I ignored this thrust. “Did the nurse who phoned say if her ladyship was in ICU?”

“What?

“The Intensive Care Unit.”

“No, she didn’t, and watch where you’re driving. You almost went up the back of that van and now me lipstick’s all smeared.” Mrs. Malloy eyed herself in the compact mirror before dropping it back with an irritated plop into her handbag. “And me wanting to look my best for all them handsome young doctors that’s bound to be lining the corridors. Some of the happiest days of me life was watching Emergency Ward 10 on the telly and now that I’m going to live it you have to go and spoil things.”

“That’s not a van?”

“What isn’t?” Mrs. Malloy was dabbing at her purple lips with both pinkies.

“The one you just said I almost hit.” I rounded a corner and drove under a short brick tunnel and emerged into a parking lot. “It’s an ambulance. And this is the Cottage Hospital.”

“Well, I could have told you that! There’s the door to outpatients. Don’t see as we can go too far wrong if we go in that way.”

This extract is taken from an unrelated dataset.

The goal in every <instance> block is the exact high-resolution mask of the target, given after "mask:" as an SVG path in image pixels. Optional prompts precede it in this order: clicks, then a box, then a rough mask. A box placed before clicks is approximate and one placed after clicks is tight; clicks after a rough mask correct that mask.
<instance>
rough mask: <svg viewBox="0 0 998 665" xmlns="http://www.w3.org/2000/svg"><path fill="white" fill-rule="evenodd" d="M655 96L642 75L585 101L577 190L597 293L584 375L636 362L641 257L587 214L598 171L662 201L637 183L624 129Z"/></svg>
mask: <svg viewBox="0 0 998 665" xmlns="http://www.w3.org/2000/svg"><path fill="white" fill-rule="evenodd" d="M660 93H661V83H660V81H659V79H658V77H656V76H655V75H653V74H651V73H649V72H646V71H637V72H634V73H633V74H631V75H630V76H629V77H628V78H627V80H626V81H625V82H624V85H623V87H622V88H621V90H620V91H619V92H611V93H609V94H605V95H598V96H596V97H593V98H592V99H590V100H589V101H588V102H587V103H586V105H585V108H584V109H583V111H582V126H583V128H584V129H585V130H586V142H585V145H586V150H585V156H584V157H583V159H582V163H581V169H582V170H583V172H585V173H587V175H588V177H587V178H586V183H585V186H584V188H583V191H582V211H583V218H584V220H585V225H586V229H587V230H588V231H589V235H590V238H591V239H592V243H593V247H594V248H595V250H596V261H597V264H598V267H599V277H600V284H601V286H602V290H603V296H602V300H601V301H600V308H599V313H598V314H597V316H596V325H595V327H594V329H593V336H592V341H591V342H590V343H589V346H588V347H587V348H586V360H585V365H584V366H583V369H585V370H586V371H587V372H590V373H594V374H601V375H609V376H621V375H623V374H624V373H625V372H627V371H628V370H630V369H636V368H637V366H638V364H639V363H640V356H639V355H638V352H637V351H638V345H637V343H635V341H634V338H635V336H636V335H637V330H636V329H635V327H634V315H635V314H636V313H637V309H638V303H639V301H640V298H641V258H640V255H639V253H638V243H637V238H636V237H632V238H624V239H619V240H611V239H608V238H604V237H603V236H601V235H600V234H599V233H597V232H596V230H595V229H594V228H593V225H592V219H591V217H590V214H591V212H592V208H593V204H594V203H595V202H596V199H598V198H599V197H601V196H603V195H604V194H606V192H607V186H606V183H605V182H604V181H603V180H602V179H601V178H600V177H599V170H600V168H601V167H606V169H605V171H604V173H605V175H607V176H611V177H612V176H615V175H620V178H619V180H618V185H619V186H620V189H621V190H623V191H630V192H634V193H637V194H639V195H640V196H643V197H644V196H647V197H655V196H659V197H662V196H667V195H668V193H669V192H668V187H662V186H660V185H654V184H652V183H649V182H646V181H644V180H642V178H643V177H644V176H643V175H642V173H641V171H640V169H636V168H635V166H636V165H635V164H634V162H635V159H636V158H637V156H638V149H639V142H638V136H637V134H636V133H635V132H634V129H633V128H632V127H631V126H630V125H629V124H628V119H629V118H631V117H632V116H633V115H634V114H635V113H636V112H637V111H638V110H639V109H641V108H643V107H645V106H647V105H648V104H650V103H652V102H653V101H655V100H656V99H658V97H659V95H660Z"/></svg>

It sounded sensible. But after fifteen minutes of wandering green hallways that hadn’t been updated since the 1940s and not having spotted one handsome young man in a white coat with a stethoscope dangling around his neck, the fact that we were hopelessly lost became my fault.

“Thanks a lot, Mrs. H.! Me feet are killing me. In the time we’ve been here I could have had me insides taken out and put back in again. That’s five times, as I’ve counted, we’ve been around this way. Even them pictures on the wall are beginning to look at us funny.”

She had a point. The expressions on the faces of the illustrious personages who had served this hospital over the past hundred years appeared to have grown increasingly stern. The directions given to us at the information desk had seemed straightforward at the time. We had taken the lift to the second floor as instructed and turned left at the maternity unit. After that it was pretty much all a blur. But it wasn’t my fault that Mrs. M. was wearing her customary four-inch heels. Neither was I to blame because her miniskirted powder pink raincoat now reeked of disinfectant, or so she claimed. I was about to explain that I wasn’t happy at the prospect of wandering these labyrinths for all eternity, when a man in hospital attire came up behind us wheeling a gurney. Mrs. Malloy immediately brightened. The man wasn’t bad looking and the gurney was unoccupied. Stepping away from the wall she stretched her butterfly lips into her most engaging smile and hooked up a thumb. Hadn’t her mother ever told her she was liable to end up in the morgue if she hitchhiked lifts from strange men in hospital corridors?